Skills Lab 03: Logic of piping |>

Author

MS

Functions and arguments

Task 1

  1. Run the chunk below to create and object called my_numbers
  2. Look up the help documentation for the round() function
  3. Round my_numbers to 2 decimal places.
my_numbers <- c(2.6822919, 1.8485851, 1.0039014, 1.9612068, 0.5475432)

Look up documentation:

# run this in the console: 
help(round)

Round to 2 decimal places

round(x = my_numbers, digits = 2)
[1] 2.68 1.85 1.00 1.96 0.55

Using the pipe

Think of piped code like a production line in a factory, where each function is a step in the process and the pipe is the conveyor belt that moves the product along from step to step.

Task 2

  1. Round my numbers to 2 decimal places by piping my_numbers into the round() function.
  2. Round my numbers to 2 decimal places by piping number 2 into the round() function.
my_numbers |> round(????)
2 |> round(????)
my_numbers |> round(x = _, digits = 2)
2 |> round(x = my_numbers, digits = _)
[1] 2.68 1.85 1.00 1.96 0.55

Task 3

What will the following code produce? Why? Have a guess BEFORE you run it.

my_numbers |> round()
my_numbers |> round()
[1] 3 2 1 2 1

It may seem strange that this command works no problem. After all, running round() empty doesn’t:

round()
Error in eval(expr, envir, enclos): 0 arguments passed to 'round' which requires 1 or 2 arguments

Look again at the help documentation for round()’s two arguments:

  • x
  • digits = 0

Notice that the second, digits, is already set to be equal to something, namely 0. This means that 0 is the default value for this argument. In other words, if we don’t explicitly change this argument in our code, R will use the default value. If we’re happy for round() to use that default, we only need to supply x - which has no default.

So, in the code my_numbers |> round(), what is happening is:

  • x is unnamed, so the object my_numbers is automatically piped into the x argument.
  • digits is not changed, so R uses the default value, which is 0.

So, what we get is the object my_numbers rounded to 0 decimal places, exactly as if we had written round(my_numbers).

ExtRa Task!

Write a single command that does all of the following operations, without using the pipe:

  • Find the square root of my_numbers (Hint: try the sqrt() function)
  • Then take the mean of those square roots
  • Then round that mean to three decimal places

What are the benefits and drawbacks to this style? Which do you prefer?

round(mean(sqrt(my_numbers)), digits = 3)
[1] 1.228

This “nested” style of functions inside functions (i.e. round(mean(sqrt()))) is very common in coding. It’s also “base R” style. “Base R” just means the default way R works, without any extra bits or fancy packages, like {tidyverse}.

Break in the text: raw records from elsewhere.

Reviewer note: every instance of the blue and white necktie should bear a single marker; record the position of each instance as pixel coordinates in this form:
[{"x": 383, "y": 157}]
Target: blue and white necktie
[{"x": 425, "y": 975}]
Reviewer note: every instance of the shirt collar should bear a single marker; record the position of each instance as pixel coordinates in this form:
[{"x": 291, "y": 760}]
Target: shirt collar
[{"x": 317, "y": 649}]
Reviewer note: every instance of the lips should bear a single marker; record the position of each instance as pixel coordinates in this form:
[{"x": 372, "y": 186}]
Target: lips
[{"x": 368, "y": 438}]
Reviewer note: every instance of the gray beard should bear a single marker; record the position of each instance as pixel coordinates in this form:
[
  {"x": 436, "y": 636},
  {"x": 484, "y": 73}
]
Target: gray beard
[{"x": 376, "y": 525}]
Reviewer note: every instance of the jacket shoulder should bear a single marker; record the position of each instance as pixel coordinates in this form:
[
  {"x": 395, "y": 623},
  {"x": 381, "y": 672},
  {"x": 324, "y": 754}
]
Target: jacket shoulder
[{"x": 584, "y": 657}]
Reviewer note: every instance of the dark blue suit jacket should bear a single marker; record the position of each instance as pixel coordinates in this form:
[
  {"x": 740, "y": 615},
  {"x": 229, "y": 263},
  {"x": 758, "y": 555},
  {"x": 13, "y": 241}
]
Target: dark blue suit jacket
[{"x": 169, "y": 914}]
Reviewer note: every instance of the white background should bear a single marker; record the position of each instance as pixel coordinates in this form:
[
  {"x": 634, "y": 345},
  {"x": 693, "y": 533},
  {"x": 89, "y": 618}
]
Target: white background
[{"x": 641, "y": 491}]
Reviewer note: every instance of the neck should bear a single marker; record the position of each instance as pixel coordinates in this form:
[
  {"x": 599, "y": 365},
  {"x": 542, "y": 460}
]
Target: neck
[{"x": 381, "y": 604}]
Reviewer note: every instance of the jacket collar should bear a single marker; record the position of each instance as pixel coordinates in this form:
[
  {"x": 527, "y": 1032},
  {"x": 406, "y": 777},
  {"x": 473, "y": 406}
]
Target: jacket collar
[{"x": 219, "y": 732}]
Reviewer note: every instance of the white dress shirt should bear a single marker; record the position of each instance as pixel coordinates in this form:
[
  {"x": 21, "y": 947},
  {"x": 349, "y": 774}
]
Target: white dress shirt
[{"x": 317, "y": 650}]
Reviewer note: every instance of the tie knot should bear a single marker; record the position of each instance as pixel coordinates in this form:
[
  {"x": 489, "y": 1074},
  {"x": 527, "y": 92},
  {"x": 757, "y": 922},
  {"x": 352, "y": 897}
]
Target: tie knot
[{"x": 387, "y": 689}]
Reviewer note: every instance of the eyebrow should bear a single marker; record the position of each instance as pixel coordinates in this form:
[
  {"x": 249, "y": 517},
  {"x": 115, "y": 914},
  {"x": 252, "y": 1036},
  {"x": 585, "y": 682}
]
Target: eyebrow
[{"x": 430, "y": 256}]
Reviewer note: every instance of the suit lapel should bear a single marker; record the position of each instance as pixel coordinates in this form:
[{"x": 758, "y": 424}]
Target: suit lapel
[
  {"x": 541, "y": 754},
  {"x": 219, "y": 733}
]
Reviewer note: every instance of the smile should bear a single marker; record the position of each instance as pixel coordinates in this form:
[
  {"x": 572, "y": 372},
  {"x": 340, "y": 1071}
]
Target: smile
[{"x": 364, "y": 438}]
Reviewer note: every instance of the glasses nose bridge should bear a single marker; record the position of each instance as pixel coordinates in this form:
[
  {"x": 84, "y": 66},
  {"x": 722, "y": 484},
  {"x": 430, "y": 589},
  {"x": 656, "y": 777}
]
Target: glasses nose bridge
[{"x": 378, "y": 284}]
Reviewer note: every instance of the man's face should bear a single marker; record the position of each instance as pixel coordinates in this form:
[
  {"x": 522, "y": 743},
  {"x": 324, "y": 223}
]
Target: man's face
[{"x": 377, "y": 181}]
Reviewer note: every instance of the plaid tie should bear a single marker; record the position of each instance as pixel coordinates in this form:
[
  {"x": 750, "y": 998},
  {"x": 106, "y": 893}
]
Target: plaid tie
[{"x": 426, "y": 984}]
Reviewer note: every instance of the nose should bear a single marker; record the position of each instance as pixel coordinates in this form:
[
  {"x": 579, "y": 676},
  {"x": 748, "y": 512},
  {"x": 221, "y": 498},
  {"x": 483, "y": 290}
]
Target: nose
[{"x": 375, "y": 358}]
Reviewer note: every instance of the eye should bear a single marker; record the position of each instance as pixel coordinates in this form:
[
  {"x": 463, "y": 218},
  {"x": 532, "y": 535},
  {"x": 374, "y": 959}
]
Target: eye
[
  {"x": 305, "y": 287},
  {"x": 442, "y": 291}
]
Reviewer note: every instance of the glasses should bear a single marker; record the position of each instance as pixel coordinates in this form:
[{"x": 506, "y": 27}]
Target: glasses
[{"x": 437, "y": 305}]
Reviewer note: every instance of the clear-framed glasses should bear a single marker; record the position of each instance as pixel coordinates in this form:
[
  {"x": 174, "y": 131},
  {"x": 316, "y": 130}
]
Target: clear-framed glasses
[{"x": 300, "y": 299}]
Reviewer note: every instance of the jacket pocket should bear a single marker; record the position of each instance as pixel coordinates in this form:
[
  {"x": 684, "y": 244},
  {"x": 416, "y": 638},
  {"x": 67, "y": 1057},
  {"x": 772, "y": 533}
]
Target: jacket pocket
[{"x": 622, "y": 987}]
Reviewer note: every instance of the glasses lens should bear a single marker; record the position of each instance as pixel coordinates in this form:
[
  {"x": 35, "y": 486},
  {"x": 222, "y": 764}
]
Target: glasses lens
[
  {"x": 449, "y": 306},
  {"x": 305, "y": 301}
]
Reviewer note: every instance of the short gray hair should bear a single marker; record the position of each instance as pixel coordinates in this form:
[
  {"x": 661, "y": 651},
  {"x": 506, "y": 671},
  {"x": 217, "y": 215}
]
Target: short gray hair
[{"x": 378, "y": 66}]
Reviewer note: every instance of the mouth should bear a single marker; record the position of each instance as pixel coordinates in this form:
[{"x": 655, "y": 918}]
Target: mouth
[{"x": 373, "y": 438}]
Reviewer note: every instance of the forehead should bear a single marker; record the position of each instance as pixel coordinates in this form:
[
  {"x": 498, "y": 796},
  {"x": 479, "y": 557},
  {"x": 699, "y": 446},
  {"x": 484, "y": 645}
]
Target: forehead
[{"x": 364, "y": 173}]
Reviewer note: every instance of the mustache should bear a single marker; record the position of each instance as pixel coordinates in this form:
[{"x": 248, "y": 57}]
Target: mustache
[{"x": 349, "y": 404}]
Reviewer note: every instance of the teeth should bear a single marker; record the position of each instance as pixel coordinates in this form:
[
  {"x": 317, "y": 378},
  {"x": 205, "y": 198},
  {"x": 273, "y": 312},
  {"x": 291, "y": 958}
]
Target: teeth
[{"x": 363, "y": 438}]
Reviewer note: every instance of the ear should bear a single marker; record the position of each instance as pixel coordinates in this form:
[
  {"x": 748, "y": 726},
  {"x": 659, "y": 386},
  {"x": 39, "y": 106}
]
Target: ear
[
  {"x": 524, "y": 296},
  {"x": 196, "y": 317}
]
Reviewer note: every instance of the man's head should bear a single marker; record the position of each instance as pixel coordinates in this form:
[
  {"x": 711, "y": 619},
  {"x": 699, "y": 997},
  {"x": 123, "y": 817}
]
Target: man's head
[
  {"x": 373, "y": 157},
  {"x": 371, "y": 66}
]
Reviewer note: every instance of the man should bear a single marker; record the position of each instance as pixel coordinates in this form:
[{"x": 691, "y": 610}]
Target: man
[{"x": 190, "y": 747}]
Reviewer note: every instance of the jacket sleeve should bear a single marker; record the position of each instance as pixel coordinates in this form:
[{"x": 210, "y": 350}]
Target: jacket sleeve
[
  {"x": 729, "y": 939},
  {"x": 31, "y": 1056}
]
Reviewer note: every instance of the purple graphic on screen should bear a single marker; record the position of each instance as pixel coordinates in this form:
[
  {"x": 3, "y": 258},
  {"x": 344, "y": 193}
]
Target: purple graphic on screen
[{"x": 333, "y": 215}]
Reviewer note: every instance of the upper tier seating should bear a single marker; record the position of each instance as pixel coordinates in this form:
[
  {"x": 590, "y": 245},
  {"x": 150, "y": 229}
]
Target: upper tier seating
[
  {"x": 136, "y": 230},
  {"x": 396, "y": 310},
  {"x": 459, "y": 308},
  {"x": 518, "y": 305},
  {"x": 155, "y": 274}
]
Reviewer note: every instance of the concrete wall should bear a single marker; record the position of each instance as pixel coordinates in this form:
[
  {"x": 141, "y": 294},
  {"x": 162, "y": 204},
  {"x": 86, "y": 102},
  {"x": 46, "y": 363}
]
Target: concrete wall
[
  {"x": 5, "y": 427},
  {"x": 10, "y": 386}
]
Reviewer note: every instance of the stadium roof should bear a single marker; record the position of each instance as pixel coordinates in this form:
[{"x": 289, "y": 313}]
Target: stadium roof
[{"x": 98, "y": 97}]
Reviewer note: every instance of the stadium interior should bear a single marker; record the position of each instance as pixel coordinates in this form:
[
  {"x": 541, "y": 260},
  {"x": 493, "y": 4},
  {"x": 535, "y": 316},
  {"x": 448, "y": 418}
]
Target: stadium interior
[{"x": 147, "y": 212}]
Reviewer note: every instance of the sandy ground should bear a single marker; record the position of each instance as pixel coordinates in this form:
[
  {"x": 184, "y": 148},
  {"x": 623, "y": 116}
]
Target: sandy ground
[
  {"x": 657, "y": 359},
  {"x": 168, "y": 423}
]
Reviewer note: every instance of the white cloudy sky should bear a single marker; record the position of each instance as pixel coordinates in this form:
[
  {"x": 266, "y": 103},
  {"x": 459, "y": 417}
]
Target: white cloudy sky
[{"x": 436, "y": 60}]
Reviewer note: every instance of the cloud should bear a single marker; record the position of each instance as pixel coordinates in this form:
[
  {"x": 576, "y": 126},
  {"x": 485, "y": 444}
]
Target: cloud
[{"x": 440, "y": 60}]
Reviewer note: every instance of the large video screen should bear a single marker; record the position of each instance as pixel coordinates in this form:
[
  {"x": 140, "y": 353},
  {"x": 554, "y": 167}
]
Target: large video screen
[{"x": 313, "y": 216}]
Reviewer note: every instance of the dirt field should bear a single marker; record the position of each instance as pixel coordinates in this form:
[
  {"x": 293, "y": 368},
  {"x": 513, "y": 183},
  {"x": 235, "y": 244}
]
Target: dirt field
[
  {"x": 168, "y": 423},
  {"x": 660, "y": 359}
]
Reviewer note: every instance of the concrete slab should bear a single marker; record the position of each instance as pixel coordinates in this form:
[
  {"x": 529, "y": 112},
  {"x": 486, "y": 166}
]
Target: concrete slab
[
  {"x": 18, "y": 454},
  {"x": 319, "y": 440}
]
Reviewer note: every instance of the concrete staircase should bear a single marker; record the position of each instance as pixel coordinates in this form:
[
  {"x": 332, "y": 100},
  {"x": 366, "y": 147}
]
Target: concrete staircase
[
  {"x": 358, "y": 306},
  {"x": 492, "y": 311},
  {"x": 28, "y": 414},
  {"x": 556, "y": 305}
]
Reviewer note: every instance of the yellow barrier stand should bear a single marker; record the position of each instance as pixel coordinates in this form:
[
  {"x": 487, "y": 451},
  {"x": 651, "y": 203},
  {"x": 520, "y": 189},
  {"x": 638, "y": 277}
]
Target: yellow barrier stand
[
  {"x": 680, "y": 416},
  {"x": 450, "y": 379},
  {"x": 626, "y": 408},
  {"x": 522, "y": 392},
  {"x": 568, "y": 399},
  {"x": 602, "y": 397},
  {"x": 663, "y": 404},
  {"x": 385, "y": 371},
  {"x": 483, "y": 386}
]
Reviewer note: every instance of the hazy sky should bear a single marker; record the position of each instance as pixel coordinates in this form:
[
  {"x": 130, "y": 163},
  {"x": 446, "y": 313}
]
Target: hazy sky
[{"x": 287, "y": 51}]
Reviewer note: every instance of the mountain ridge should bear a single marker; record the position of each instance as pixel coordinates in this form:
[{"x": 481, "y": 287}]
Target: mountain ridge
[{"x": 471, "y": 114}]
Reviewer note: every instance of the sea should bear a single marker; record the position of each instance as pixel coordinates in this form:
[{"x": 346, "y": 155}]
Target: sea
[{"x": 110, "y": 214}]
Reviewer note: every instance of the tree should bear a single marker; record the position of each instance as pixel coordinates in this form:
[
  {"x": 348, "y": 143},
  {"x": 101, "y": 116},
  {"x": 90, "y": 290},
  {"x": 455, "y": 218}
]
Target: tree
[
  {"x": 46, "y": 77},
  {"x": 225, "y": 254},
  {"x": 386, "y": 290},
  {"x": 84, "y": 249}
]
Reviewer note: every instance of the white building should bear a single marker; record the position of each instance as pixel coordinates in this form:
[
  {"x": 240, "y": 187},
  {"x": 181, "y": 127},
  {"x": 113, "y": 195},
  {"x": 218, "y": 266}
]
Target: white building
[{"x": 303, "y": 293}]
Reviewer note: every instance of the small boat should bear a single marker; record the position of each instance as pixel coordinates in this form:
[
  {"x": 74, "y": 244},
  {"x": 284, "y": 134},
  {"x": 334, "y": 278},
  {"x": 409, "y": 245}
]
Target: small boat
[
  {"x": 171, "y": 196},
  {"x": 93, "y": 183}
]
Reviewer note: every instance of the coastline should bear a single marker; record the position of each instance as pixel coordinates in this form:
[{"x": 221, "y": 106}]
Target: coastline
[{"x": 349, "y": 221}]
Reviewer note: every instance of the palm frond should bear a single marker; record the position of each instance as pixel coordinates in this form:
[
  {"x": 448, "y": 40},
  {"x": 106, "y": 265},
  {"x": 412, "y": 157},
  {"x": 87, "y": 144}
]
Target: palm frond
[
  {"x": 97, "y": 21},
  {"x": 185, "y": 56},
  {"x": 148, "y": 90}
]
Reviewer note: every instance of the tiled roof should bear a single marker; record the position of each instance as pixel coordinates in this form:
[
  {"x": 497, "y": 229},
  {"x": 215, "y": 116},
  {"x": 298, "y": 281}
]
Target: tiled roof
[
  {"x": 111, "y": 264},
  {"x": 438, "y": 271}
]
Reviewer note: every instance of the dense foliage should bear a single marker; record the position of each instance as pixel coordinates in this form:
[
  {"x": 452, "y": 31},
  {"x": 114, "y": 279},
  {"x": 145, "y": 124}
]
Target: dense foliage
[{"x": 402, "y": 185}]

However, as commands become more complex, this nested style becomes - at least for me! - harder and harder to read. In particular, keeping track of the right number and location of brackets and arguments gets complicated quickly. Notice that mean(sqrt(my_numbers)) are all inside the x argument of round(), which is why there’s comma directly after. It’s very easy to lose track of which bits go where, or belong to which functions.

If you want an additional challenge, try converting this nested command into a single pipe command instead. You’ll know it’s right when you get the same result as above. Let us know if you want any help!

Connecting functions with a pipe

Task 4

  1. Run the code below to read in spotify_data.
  2. Without using the pipe, change the dataset so that:
    • It only contains rows with tracks in the F Major key
    • It only contains columns with track name, artists name, and year of release
    • Save the amended dataset into an object called spotify_edited using the assignment operator
spotify_data <- readr::read_csv("data/tutorial_03_data.csv")
spotify_edited <- dplyr::filter(spotify_data, key == "F" & mode == "Major")
spotify_edited <- dplyr::select(spotify_edited, track_name, `artist(s)_name`, released_year)

Task 5

Change the code from the previous task into a pipeline.

spotify_edited <- spotify_data |> 
  dplyr::filter(.data = _, key == "F" & mode == "Major") |> 
  dplyr::select(.data = _, track_name, `artist(s)_name`, released_year)

and this will also work:

spotify_edited <- spotify_data |> 
  dplyr::filter(key == "F" & mode == "Major") |> 
  dplyr::select(track_name, `artist(s)_name`, released_year)

Task 6

Using the pipe, complete the following tasks.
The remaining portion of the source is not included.